Register For Our Mailing List

Register to receive our free weekly newsletter including editorials.

Home / 584

A significant shift in the jobs market

Job figures for September 2024 reveal that nearly all the additional hours worked over the past year have been in the non-market sector. Much of this has come from the ‘care economy’ - the fastest growing sector over the past decade, and the most common destination for workers switching industries. This has accelerated a long-standing trend in the Australian economy: its transition from goods production—particularly in agriculture and manufacturing—towards services - such as education, tourism, hospitality, and retail.

An ageing population that demands more healthcare, boosts to wages for aged care and child care workers, potential new investments in cheaper child care, and the continued growth of the National Disability Insurance Scheme (NDIS) underpin projections that this shift will continue.

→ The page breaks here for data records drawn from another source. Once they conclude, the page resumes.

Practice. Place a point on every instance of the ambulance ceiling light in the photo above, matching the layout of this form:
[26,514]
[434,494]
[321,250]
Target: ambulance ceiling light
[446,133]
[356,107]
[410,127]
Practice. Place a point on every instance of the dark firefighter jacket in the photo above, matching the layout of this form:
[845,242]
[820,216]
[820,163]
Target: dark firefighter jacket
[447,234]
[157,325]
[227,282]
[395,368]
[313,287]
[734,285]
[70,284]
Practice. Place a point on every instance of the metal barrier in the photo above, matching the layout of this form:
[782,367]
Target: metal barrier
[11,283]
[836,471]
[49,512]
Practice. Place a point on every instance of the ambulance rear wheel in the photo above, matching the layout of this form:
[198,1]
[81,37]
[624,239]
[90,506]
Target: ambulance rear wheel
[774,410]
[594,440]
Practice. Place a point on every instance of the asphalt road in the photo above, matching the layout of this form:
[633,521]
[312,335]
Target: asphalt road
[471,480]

These projections of an ever-growing care economy often do not consider how the economy’s supply-side adjusts to accommodate it. Looking at employment shifts between sectors over the decade to 2022 can help unpack this.

The shift towards the care economy is stark in these terms.

You can also see the clear trend away from employment in goods sectors. In fact, employment growth has been negative or small in most major goods industries – meaning they are falling as a share of the workforce. Many workers are leaving these sectors or retiring out of them. The one exception is construction, which has seen robust employment growth and stayed similar as a share of employment. Construction is an anomaly reflecting the high demand for homes and infrastructure running up against declining productivity, possibly in part due to zoning restrictions.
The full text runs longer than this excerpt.